There are many paths that a patient can take on the continuum of recovery. Rehabilitation begins at the time of admission with the bedside nurse providing range of motion and continues as the patient is able to follow commands and actively participate with the therapists. A patient may be well enough at the time of discharge to go directly home or may need a short stay in an acute rehabilitation center. Yet others may require a higher level of care and may not be ready to participate in three hours of acute rehab just yet. The ultimate goal is to restore the patient back to his/her original state of health if not better. Learn more about the different paths to recovery that you or your family member may take below:
Some patients are well enough to discharge straight home from the hospital. These patients are typically not back to their "usual selves" upon discharge and are still in the continuum of recovery. There are some programs available to assist the transition home. Eligibility for these Department of Public Health programs varies on a case by case basis. Home services can include: home attendant care, home nursing services, home rehabilitation services, out-patient rehabilitation services, and adult day care. Some patients qualify for transportation services to and from their appointments.
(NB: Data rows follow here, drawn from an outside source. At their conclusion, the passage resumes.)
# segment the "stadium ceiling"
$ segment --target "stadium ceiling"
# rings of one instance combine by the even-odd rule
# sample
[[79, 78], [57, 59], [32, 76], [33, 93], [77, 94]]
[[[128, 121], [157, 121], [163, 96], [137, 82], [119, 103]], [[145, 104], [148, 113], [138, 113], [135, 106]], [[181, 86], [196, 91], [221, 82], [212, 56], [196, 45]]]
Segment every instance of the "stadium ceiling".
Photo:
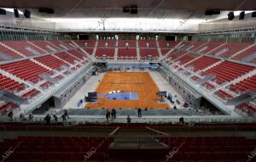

The average stay in acute rehabilitation is two to three weeks long. This is for patients who were high functioning prior to their injury. Patients must be able to follow 90% of commands consistently and must be able to tolerate two to three hours of combined rehabilitation in a day. Patients must require physical therapy and at least one other rehab discipline such as occupational and/or speech therapies. Patients must have a viable discharge plan for after rehab, meaning they must have a place to go with some level of supervision (possibly twenty-four hour supervision). Stairs can also be a barrier. At acute rehab, families can expect a rigorous level of rehab at which patients are put on a regular schedule. All efforts are made to get a patient back to being able to do what he/she can for him/herself. There will be a dedicated team at the rehab facility who work with the patient and family to make all arrangements for the patient
to discharge back to the community.
Skilled Nursing Facility (SNF) Rehabilitation
The average stay in SNF Rehab can be any less than two months. This is either for patients who had some degree of disability prior to their most recent injury, for patients who are doing well but aren't quite ready to go back to their community situation or for patients who aren't yet doing enough to be an acute rehab candidate. Patients must be able to follow 75% of commands and must be able to tolerate one to two hours of combined rehab in one day. Having a viable discharge plan is important but doesn't always preclude placement (it depends upon the facility). Patients take part in a scheduled form of rehabilitation with the goal of getting them either back home, to a board and care or on to acute rehab.
Long-Term Skilled Nursing Facility (SNF)
SNF stands for Skilled Nursing Facility-other words for this same level of care include: a nursing home or a convalescent center. This is the type of care that is for patients who need a longer form of care-anything longer than two months. Skilled needs for this level of care include: a feeding tube and/or rehabilitation services. Patients can receive rehabilitation services at this level of care but only if they are actively participating and making gains. A patient becomes "custodial" when they don't have any skilled needs but require twenty-four hour care and can't go back to the community. Patients can stay in this level of care for their lifetimes.
This is a special category of care in California. It is a higher level of care with a different type of license than a regular skilled nursing facility. This level of care is for patients who are on a ventilator or have a tracheostomy tube and a feeding tube. The purpose of these facilities is to wean patients off of their trachs, if possible, and to transition them on to either rehabilitation or to a long term care facility. Some patients do get stuck at this level of care for some time. There is a shortage of this level of care in Northern California, so most patient skip this level of care and get their trachs out in the acute care center before moving on to the next level of care.